Eles pensavam eles haviam pensado - eles foram ensinados a pensar.

Ela apertou os dedos e mordeu o lábio mais forte.

É tudo uma mentira. Tudo isso... é apenas uma aparência.

Ela sussurrou sem colocar em palavras. Embora estivesse à beira do inverno, ela estava começando a transpirar.

Eles eram divididos em incontáveis classes ​​por seus cartões de identificação para que não fossem nem mesmo livres para viajar dentro da cidade. Seu filho havia sido levado à força em custódia, e ela não era permitida nem mesmo fazer uma objeção formal. Ela nem podia confirmar a segurança de outra moradora que havia sido apreendida pelas autoridades. Onde estava a liberdade? Onde estava a paz, a segurança, e a vida de realizações? Em lugar nenhum.

Se isso for verdade, então o que estivemos fazendo todo esse tempo? Por que criamos uma cidade como esta? O que temos feito ― onde temos errado?

"Com licença..."

Karan foi trazida abruptamente de volta à realidade por uma voz.

"Desculpe. Eu te surpreendi?" Uma senhora idosa usando um pequeno chapéu azul-claro estava sorrindo para ela. Era um rosto que ela não conhecia.

"Ah... oh não, não é nada", disse Karan apressadamente. "Eu sinto muito, eu só estava um pouco perdida em pensamentos... Há alguma coisa...?"

"Você se importaria se eu me sentasse ao seu lado?"

"Nem um pouco, por favor."

A mulher, ainda sorrindo, abaixou-se em seu assento ao lado de Karan.

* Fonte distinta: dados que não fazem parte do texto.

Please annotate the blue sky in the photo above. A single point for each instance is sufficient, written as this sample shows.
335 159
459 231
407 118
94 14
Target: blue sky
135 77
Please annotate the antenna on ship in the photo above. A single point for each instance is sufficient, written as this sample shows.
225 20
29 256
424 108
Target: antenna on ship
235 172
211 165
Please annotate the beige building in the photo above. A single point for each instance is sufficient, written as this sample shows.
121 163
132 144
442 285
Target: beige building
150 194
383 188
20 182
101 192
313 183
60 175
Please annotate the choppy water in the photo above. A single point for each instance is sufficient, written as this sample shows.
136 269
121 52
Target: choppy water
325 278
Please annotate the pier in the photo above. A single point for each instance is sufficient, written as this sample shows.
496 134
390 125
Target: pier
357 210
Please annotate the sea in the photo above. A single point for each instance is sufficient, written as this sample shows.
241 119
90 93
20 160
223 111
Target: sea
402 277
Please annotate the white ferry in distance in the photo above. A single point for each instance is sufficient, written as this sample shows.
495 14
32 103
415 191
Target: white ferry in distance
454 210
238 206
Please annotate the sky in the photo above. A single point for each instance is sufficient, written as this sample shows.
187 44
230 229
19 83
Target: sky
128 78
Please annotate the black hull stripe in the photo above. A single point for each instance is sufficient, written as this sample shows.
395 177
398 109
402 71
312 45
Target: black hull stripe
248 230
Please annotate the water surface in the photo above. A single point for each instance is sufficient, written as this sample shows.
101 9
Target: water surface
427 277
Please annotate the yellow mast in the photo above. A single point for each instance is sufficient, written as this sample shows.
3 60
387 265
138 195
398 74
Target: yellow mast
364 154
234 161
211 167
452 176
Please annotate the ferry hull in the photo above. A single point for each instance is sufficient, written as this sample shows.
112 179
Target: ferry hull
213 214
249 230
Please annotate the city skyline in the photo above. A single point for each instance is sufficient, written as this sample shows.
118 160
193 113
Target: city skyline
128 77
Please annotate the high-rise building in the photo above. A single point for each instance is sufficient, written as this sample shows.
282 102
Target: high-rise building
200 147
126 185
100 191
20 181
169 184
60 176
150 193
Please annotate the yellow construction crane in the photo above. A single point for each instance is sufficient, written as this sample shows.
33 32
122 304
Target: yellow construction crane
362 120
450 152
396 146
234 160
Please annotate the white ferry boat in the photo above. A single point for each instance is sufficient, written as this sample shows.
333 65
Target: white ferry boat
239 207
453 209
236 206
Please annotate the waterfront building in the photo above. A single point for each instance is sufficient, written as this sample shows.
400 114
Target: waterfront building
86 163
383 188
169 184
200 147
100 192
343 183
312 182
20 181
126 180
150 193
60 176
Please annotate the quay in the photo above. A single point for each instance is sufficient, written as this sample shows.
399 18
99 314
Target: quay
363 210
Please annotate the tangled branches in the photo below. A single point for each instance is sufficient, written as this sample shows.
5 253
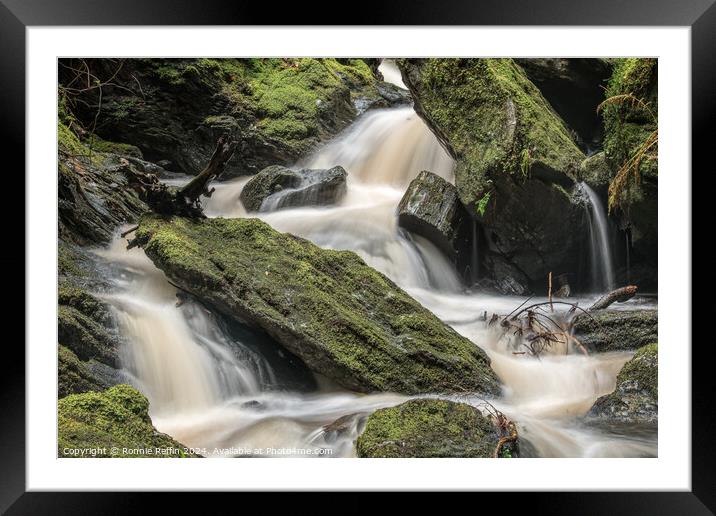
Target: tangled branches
535 330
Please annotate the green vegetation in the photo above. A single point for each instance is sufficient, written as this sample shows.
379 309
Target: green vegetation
636 396
495 120
344 319
631 128
429 428
113 423
73 376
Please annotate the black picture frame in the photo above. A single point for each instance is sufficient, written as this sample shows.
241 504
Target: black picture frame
699 15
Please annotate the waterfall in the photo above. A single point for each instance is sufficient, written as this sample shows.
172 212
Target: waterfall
208 389
601 266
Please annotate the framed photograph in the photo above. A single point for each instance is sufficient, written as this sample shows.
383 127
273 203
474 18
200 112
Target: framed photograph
425 251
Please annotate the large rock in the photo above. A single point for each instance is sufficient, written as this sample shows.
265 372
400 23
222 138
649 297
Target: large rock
112 423
278 187
431 208
616 330
342 318
175 109
94 194
628 126
516 161
636 397
430 428
574 87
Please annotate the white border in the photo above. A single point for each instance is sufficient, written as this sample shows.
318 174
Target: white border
670 471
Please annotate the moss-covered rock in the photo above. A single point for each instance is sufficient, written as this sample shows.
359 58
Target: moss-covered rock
574 87
494 121
628 123
73 376
112 423
342 318
431 208
516 161
175 109
636 397
630 120
430 428
596 170
616 330
278 187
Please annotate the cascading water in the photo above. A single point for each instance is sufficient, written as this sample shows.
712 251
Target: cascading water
211 391
602 269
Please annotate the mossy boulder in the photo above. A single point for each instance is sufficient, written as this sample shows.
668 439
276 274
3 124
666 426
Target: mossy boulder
73 376
516 160
596 170
175 109
616 330
630 120
636 397
94 191
341 317
278 187
431 208
574 87
112 423
430 428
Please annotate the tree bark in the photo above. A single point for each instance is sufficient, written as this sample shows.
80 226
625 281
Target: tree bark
198 186
615 296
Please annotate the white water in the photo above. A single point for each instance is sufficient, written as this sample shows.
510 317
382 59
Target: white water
600 245
210 391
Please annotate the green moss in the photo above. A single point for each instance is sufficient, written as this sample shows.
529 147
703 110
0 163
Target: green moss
642 369
99 145
428 428
343 318
636 396
628 124
68 142
109 423
495 120
617 330
73 376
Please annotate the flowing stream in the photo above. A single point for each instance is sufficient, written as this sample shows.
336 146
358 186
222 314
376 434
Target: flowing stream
600 245
215 388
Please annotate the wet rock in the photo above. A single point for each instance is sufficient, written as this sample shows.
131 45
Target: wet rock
636 397
574 88
94 195
278 187
596 171
73 375
342 426
345 320
516 160
430 428
432 209
109 422
616 330
175 109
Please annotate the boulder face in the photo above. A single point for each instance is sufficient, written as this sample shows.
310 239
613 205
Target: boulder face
430 428
113 422
573 87
616 330
431 208
516 161
636 397
278 187
345 320
175 109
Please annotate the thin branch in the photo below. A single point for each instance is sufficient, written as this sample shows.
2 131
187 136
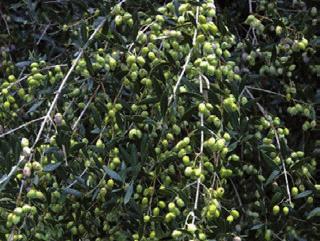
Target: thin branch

"O tempo está esplêndido, você não acha? Muito bom".

"Sim, está." O tempo era a última coisa em sua mente. Nesses últimos dias, ela não sentia nada na cor do céu, no som do vento, ou na vista das árvores.

"Você deve ter pensado que sou uma velhota bastante rude para de repente falar assim com você, não é?" a mulher disse suavemente.

"Não, não, claro que não. Eu só estava um pouco surpresa. Eu estava pensando sobre alguma coisa, e não tinha percebido que você estava aí."

A senhora empurrou os óculos redondos no nariz e seu rosto ficou sério.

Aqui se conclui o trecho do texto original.